Leurs missions ? En interne, il s’agit de créer des villes respectueuses de la mixité sociale et fonctionnelle, de la transition énergétique et du développement durable, nouveaux dogmes de notre temps, mais aussi de fournir logement, travail et loisirs à des populations en croissance. En externe, au regard du monde entier, il s’agit de témoigner de l’intelligence de la ville, de son agilité, de sa capacité à créer de la richesse et de la croissance pour mieux attirer les capitaux et les talents.
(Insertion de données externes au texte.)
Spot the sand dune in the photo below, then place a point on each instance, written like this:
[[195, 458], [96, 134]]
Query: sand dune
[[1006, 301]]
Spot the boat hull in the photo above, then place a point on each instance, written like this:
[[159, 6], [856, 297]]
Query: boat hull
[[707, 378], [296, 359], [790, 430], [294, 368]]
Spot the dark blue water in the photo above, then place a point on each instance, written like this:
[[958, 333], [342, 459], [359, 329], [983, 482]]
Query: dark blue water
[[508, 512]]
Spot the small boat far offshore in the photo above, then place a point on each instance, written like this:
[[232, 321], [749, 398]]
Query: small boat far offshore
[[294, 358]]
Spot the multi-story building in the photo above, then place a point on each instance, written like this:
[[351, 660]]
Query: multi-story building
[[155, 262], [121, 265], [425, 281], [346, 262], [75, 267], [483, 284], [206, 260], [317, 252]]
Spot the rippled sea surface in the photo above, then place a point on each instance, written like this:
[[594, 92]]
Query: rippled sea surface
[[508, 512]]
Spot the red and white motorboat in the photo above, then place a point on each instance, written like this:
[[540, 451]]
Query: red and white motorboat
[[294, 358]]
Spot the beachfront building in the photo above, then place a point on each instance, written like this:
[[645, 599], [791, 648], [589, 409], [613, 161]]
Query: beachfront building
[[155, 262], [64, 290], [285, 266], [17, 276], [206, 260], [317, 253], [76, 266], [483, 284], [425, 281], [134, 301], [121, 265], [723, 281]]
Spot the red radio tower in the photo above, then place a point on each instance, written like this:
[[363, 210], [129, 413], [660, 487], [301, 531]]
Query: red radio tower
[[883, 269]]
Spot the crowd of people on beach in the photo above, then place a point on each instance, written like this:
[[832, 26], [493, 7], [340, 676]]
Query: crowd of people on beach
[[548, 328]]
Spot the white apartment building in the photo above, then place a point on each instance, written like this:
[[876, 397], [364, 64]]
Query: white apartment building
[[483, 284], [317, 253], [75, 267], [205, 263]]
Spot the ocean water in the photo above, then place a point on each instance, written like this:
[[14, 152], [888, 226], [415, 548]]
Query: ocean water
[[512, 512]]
Les exemples abondent. C’est Londres, qui change d’époque, et réhabilite des centaines d’hectares sur son versant Est, entre ville et estuaire, tout au long de la Tamise. Des réalisations spectaculaires sur lesquelles la capitale britannique s’appuie pour valoriser son dossier Jeux olympiques 2012. C’est Milan qui affirme son statut de capitale économique en convertissant les communes ouvrières de sa banlieue nord aux nouvelles technologies. C’est Amsterdam qui reconquiert son littoral portuaire en offrant logements, bureaux et équipements le long de l’eau. Et c’est enfin le Grand Paris qui affiche sa révolution des transports, l’audace architecturale de ses futures gares, l’ampleur et l’intelligence de ses nouveaux quartiers.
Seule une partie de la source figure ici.